We discussed my appetite, or lack of it. Well, I do get hungry but at odd times. And I don’t eat a ton when I am hungry. Which, evidently, is frowned upon in the world of oncology. Lynn complained about Maryland’s lack of a medical marijuana law. Which is just as well. I’m not sure how it would go over during client lunches. What are you having? The salmon — excellent choice. And you, sir? Oh, I’m sorry, we don’t serve ganja here. Those hookahs are for decoration only. Despite the fact that my medical records from NCI referred to me as “anorexic,” my weight has been pretty steady. I’ve lost maybe twenty pounds over the course of the last three-plus years, but nothing significant of late. The biggest problem has been financial — having to buy a completely new wardrobe. I’ve been trying to bring back the classic Zoot Suit but have so far failed.

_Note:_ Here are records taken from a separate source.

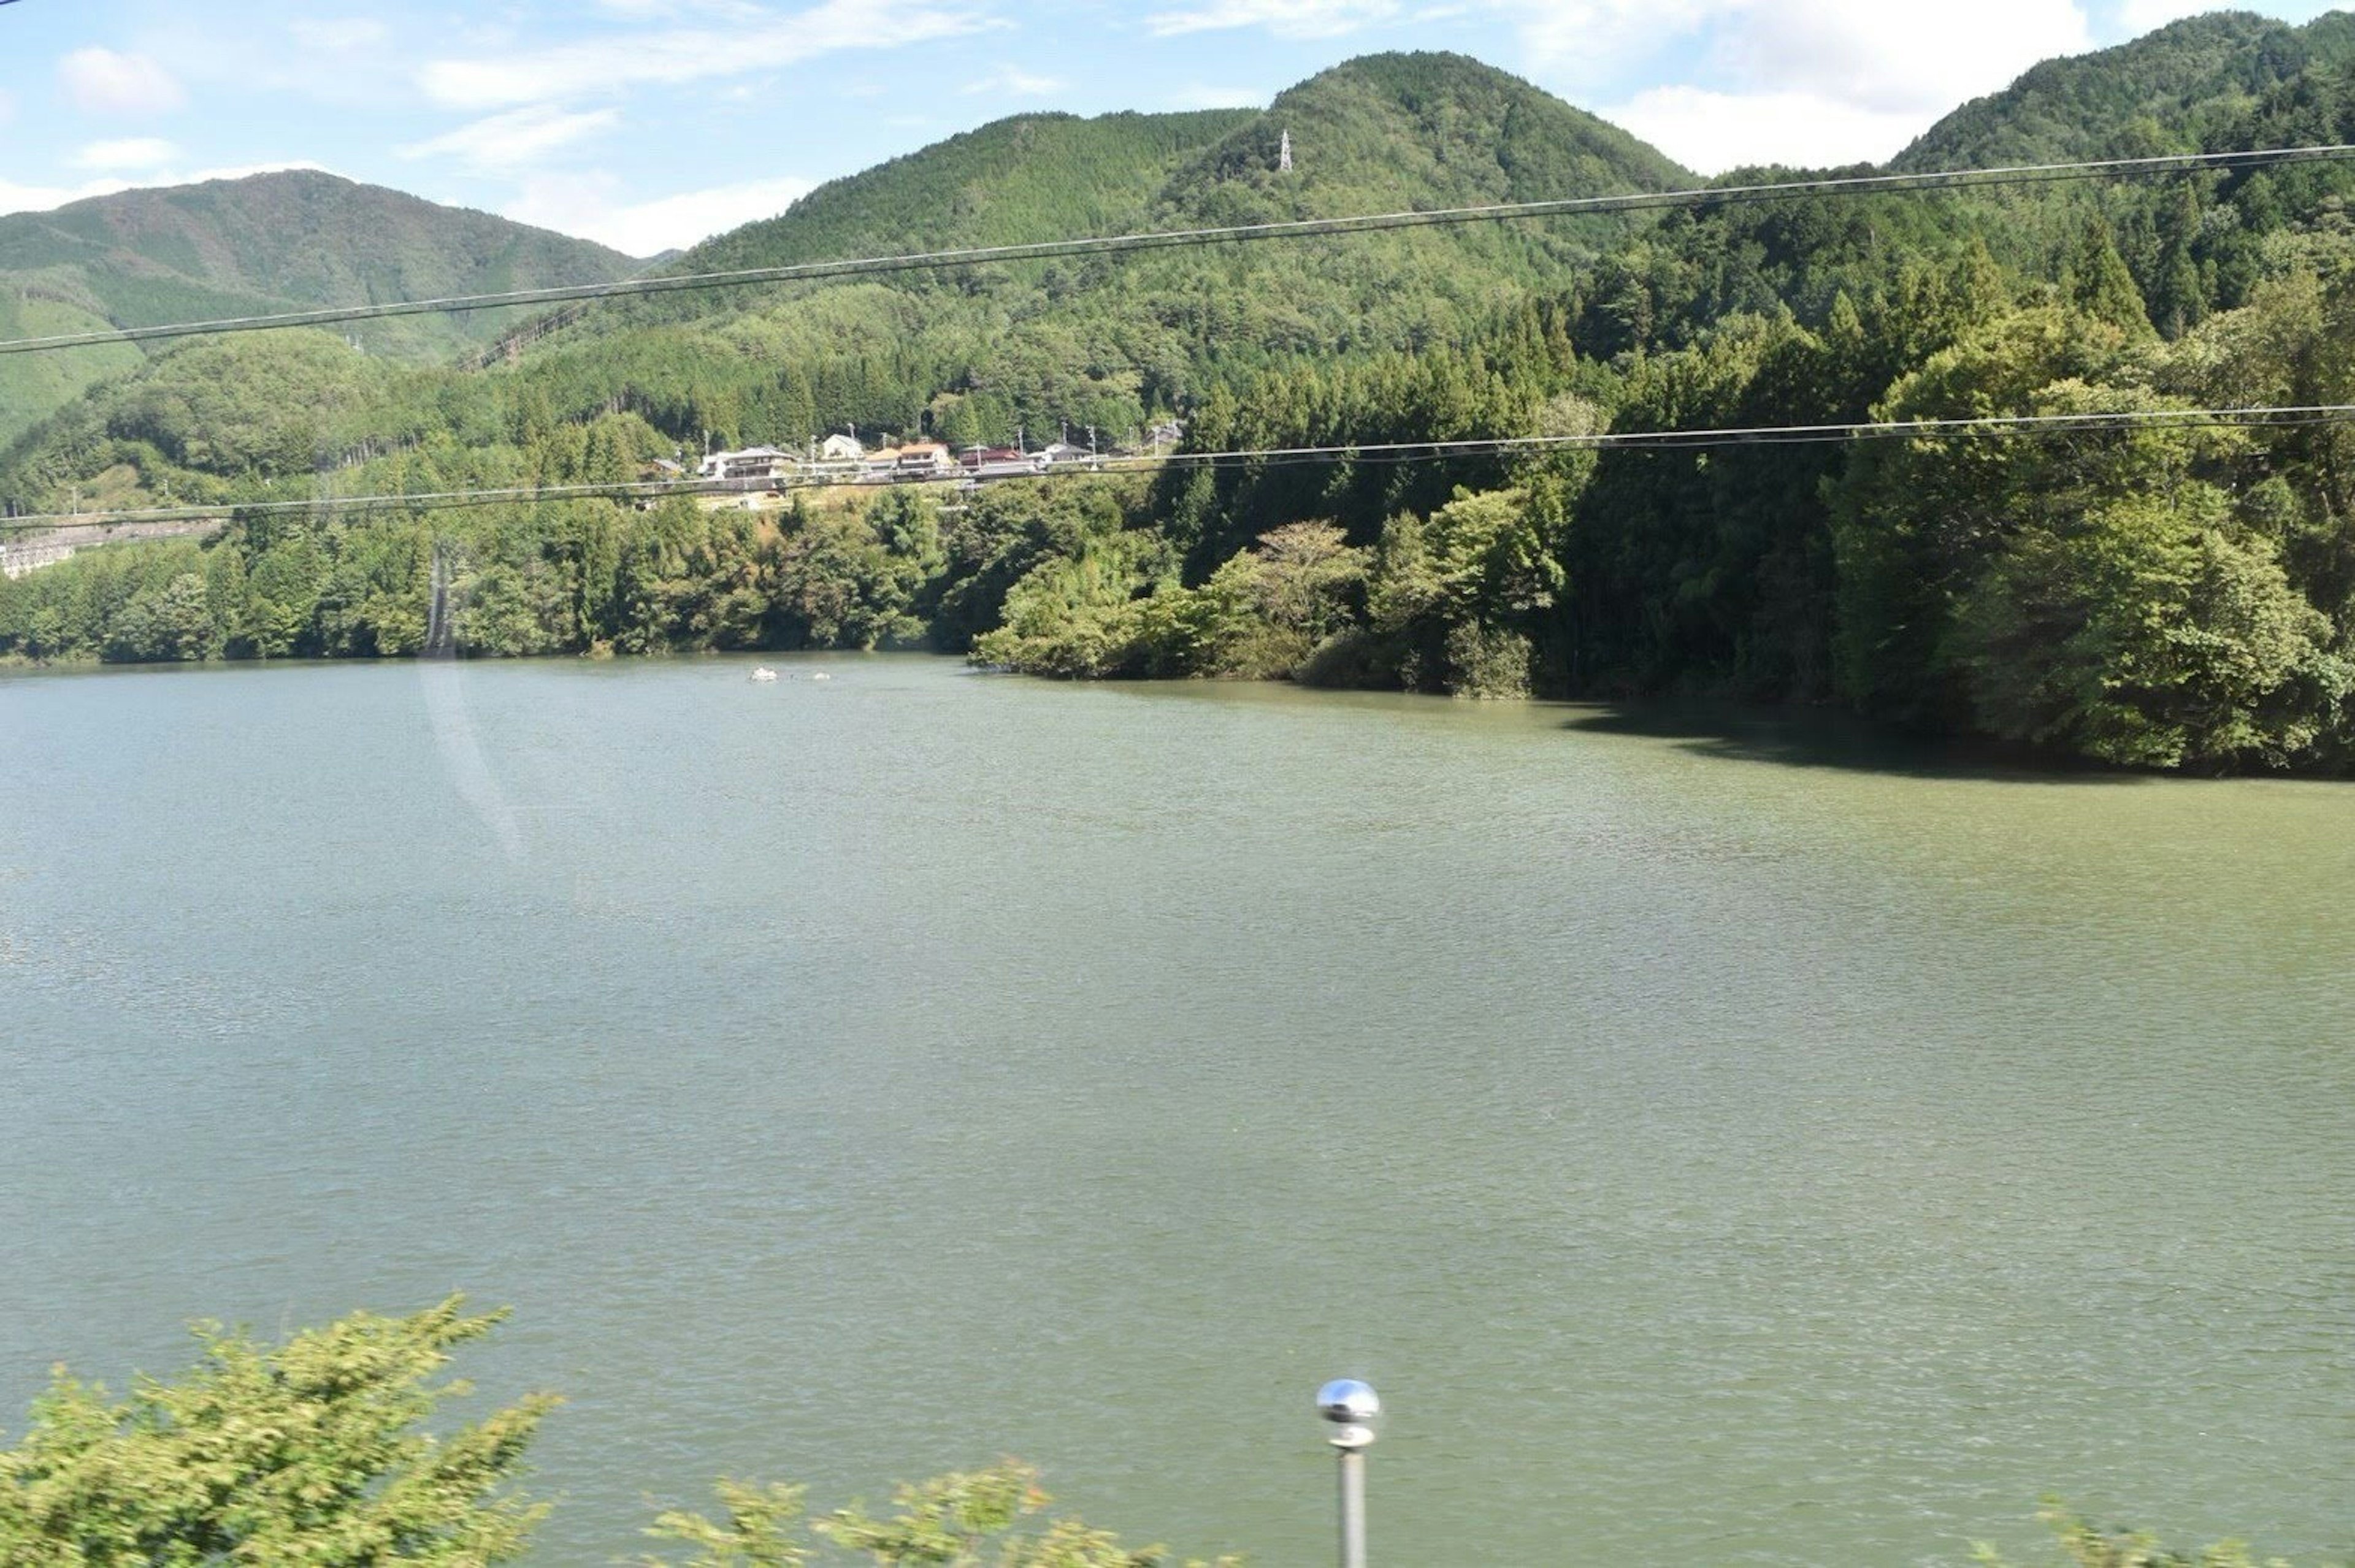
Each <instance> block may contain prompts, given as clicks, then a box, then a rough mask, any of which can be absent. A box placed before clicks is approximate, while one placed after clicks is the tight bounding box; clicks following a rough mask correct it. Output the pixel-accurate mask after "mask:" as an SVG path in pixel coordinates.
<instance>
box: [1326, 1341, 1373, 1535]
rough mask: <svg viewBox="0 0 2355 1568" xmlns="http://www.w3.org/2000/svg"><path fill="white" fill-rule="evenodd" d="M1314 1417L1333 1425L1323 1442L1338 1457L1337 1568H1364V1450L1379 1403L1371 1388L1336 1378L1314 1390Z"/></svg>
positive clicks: (1364, 1517) (1365, 1532) (1367, 1439)
mask: <svg viewBox="0 0 2355 1568" xmlns="http://www.w3.org/2000/svg"><path fill="white" fill-rule="evenodd" d="M1316 1413H1319V1415H1321V1417H1326V1420H1328V1422H1333V1434H1331V1436H1328V1439H1326V1441H1328V1443H1333V1448H1335V1450H1338V1453H1340V1568H1366V1448H1371V1446H1373V1417H1378V1415H1380V1413H1382V1401H1380V1396H1375V1391H1373V1387H1371V1384H1364V1382H1359V1380H1356V1377H1338V1380H1333V1382H1328V1384H1326V1387H1321V1389H1316Z"/></svg>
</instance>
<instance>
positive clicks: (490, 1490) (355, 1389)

So the plan now is pretty simple: Don’t lose any more weight. The prescription is the best part: Eat whatever the hell I want, whenever I want. I can eat cupcakes and ice cream all day, every day? Uh, yes, if necessary. Woo-hoo!
During my next visit, we’ll meet with Lynn to talk about any new side effects from the Inlyta and how to mitigate any side effects from radiation therapy as well.
Which brings me to my last update. To go after the larger mets behind my clavicle and in my left lung, we’ll likely undergo radiation therapy to try to shrink them down to a point where they are causing less trouble. At this point I can’t tell you much about what that will entail, as I’ve never done radiation other than CT scans and TSA security checkpoints. We are trying to schedule a consult with the radiation oncologist now, and I’ll provide more details once I know more.
Until then, I’ll see you at the Stone Cold Creamery.